The work for which all other work is but preparation

I've been thinking, off and on, of something I once read: The purpose of marriage is not happiness but holiness. Never having been a "good" Christian despite my many attempts, I couldn't understand this line of thinking. Having been raised Catholic, I understood "holiness" to have as one of its main ingredients sufferingand why even want to get married if to be successful at it means to suffer?

But these words never left me, bobbing up every now and then from the flotsam and jetsam of my brain. Until, one day, it dawned on me what the statement meant for me. On that same day, I also realized that I do want the gift of marriage. In fact, that is my Christmas wish this year. 

My view is not a biblical view, but I don't think it strays too far from it. To be holy is to be set apart from others, as God is, in his perfect goodness and righteousness, in his perfect love (yes, this is biblical; yes, I know I said I wasn't looking at it biblically). 

The way I'm seeing this now is that the purpose of marriage is to perfect your loveand there's a lot of work that comes with that: work you do on yourself, work you do for the relationship, work you do to love the other properly. 

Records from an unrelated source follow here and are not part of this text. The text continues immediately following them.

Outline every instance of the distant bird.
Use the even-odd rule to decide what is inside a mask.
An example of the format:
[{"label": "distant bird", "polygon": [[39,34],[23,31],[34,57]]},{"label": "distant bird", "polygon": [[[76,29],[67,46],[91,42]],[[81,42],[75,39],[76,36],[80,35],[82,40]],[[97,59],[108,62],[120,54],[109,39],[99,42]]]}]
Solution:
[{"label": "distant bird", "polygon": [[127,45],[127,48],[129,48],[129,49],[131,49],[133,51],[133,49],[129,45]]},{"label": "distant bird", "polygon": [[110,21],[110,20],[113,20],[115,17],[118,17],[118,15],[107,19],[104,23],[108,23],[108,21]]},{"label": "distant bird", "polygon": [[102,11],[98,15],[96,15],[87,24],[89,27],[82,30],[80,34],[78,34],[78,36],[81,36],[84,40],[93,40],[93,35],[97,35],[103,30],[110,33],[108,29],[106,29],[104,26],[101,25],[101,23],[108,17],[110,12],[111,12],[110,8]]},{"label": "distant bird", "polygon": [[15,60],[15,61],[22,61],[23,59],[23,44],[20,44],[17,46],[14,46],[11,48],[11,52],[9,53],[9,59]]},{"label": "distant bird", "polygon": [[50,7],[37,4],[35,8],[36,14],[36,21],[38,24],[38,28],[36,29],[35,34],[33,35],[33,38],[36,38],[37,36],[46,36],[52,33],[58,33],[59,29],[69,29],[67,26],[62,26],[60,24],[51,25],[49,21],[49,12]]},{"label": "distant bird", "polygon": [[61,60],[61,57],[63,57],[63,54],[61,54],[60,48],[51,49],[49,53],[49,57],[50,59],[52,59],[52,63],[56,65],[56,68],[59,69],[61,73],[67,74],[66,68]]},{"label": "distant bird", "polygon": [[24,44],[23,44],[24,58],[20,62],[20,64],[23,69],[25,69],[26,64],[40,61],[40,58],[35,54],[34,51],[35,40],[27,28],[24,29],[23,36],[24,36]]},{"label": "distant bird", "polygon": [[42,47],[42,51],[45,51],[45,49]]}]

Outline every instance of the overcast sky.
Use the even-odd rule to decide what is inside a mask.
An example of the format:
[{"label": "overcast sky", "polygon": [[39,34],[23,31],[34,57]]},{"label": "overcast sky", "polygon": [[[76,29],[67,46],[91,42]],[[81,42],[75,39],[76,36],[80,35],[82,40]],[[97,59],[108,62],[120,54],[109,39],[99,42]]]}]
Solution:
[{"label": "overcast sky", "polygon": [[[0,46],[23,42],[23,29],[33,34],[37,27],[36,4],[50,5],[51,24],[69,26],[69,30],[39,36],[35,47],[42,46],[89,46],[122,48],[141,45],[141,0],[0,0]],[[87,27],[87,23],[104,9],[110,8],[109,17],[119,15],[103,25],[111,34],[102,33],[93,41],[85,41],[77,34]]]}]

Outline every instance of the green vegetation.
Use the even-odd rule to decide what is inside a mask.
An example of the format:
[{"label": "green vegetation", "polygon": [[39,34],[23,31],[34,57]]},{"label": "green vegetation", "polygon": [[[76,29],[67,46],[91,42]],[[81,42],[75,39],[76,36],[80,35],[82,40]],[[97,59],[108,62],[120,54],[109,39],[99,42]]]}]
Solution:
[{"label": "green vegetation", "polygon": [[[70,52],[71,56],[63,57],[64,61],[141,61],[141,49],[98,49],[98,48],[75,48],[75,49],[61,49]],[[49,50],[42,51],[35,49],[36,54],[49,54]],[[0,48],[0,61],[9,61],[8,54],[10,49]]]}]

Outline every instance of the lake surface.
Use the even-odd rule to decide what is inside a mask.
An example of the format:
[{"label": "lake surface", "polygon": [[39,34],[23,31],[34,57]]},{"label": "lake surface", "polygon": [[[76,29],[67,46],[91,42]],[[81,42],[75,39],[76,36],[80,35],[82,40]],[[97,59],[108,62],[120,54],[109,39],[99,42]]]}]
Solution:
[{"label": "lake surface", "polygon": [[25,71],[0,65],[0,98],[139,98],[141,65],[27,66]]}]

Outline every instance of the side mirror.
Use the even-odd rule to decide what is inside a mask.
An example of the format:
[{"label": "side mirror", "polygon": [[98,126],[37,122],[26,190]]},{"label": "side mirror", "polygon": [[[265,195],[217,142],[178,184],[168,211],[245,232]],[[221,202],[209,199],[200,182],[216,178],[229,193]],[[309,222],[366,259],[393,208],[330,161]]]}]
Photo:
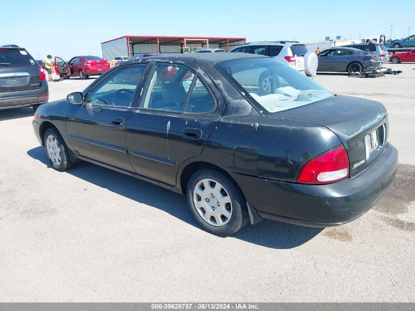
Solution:
[{"label": "side mirror", "polygon": [[82,93],[81,92],[74,92],[68,94],[66,96],[66,101],[72,105],[81,105],[83,102]]}]

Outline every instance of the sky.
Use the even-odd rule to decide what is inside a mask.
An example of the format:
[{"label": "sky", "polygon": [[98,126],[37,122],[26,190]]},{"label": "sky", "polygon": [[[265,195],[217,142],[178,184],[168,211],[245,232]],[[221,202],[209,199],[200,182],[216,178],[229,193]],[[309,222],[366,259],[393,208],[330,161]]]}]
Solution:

Perfect love is unconditional love, and in the past I only understood that to mean you love the other anyway, but now I see better that it means your life (your success, your joys, your everything) is not contingent upon anything that has to do with the other. 

The other is free to be, free of the burden of you, and yet loved by you. That is perfect love, the kind of love that is set apart. 

Happiness, though not the purpose, is the byproduct.